There has been an increase in privacy violations that have led to class action lawsuits. For example, Facebook was forced to pay $550 million to settle a class action lawsuit for privacy violations. In that case, it was ordered to pay the plaintiffs due to an alleged systematic violation of an Illinois consumer privacy law. The settlement agreement included a provision that required Facebook to procure express consent for face analysis and auto-tagging its users. There have been other lawsuits filed against technology companies, such as, Shutterfly, Snapchat, and Google for similar violations.

The California Consumer Privacy Act (“CCPA”) gives consumers the right to request information from a business about its data collection and retention practices. The consumers have the right to know if the business is using their data to make inferences from their behavior, attitude, psychology, intelligence, or abilities.
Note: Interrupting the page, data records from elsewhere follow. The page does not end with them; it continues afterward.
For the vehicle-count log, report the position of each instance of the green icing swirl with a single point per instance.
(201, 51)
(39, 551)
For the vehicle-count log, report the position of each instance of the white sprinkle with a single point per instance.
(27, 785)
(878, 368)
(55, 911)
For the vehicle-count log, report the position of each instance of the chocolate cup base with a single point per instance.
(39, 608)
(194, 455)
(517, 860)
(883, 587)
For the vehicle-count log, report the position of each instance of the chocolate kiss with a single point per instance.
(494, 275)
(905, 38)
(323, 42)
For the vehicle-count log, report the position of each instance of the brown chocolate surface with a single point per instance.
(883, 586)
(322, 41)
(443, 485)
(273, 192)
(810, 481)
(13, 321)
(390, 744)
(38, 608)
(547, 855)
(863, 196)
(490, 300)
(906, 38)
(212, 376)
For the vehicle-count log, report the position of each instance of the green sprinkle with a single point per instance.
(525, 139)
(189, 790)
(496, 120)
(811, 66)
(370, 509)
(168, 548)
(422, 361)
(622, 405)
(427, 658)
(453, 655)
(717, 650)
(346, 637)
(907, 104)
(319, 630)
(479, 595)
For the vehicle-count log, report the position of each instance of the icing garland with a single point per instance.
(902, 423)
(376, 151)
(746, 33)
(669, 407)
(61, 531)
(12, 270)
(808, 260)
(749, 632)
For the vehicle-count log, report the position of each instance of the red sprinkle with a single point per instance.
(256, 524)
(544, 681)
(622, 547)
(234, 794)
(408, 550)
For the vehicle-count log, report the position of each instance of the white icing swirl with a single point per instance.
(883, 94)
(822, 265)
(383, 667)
This statute grants consumers the right to request a data deletion. It gives the consumers an “opt-out option” from selling their data to third parties. However, the statute is not retroactive which means that it does not apply to violations that took place before implementing the law.

A putative class action lawsuit was filed against Hanna Andersson, LLC and Salesforce.com for their alleged failure to maintain reasonable safeguards that led to a data breach. The complaint alleges that a group of hackers infiltrated the defendants’ websites with malware allowing them to extract personal information. Under Civil Code § 1798.150, a consumer is permitted to file a lawsuit if he or she can prove the business failed to implement reasonable safeguards to protect personal information. Then, if the plaintiff overcomes the applicable burden of proof, then he or she may be entitled to a minimum of $100 or maximum of $750 per consumer per incident, or actual damages, whichever is greater, as well as injunctive relief. However, there is a provision which requires giving the business an opportunity to cure the violation. In other words, the consumer must initially inform the business of the violation and grant at least 30 days to cure the violation. The business must provide a written statement that confirms the violation has been cured and no other violation will take place. Yet, the statute does not yield a safe harbor clause for the business against consumers who are seeking actual damages.
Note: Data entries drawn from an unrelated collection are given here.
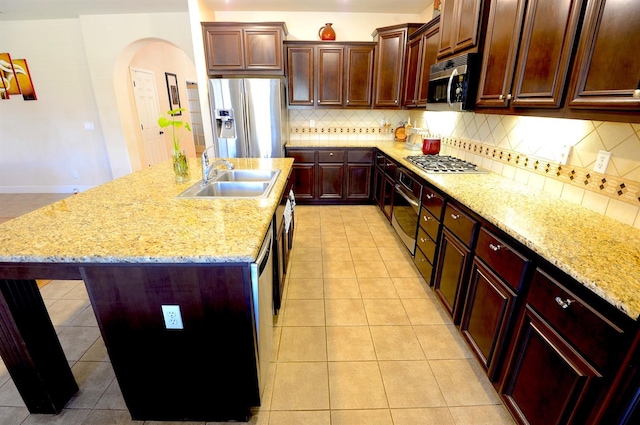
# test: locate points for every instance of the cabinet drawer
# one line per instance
(595, 336)
(509, 264)
(433, 202)
(330, 156)
(427, 245)
(460, 224)
(429, 224)
(360, 156)
(424, 266)
(302, 156)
Electronic discovery (“eDiscovery”) rules and regulations must be understood when dealing with digital or electronic evidence. It is the concept of locating, identifying, collecting, and producing electronically stored information (“ESI”) as part of a response to production of documents in a pending legal action. Electronically stored information may include electronic messages, files, presentations, databases, voicemails, audio/video files, or websites.
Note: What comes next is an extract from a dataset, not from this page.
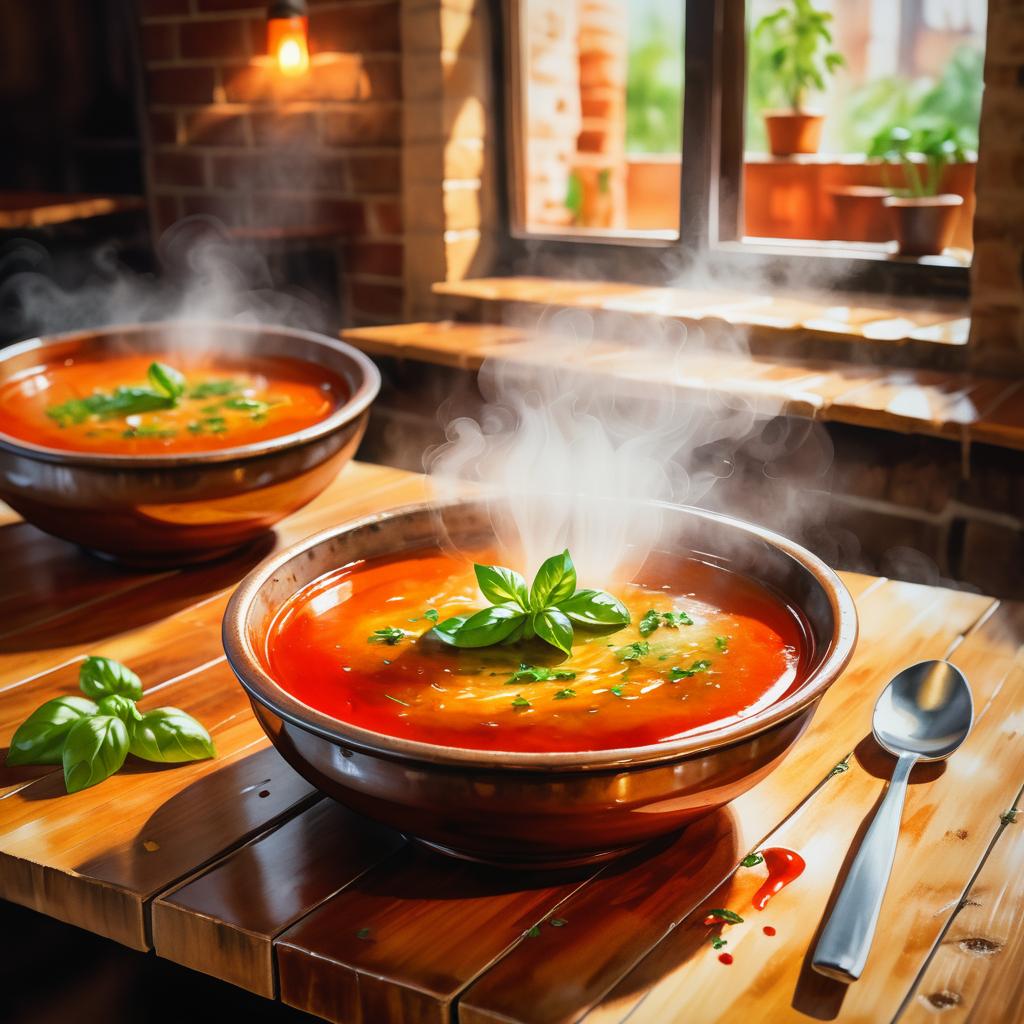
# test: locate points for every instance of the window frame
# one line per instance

Federal Rule of Civil Procedure 34 defines “electronically stored information” as writings, drawings, graphs, charts, photographs, sound recordings, images, and other data or data compilations that are stored in any medium from which information can be obtained directly or after translation by the responding party into a reasonably usable form.

Federal Rules of Evidence 902(13) and 902(14) provide for the self-authentication of electronic evidence. So now, electronic evidence may be authenticated by certification instead of testimony. FRE 902(13) applies to electronic evidence like computer files, social media posts, and smart device information. FRE 902(14) applies to data copied from an electronic device, storage medium, or file.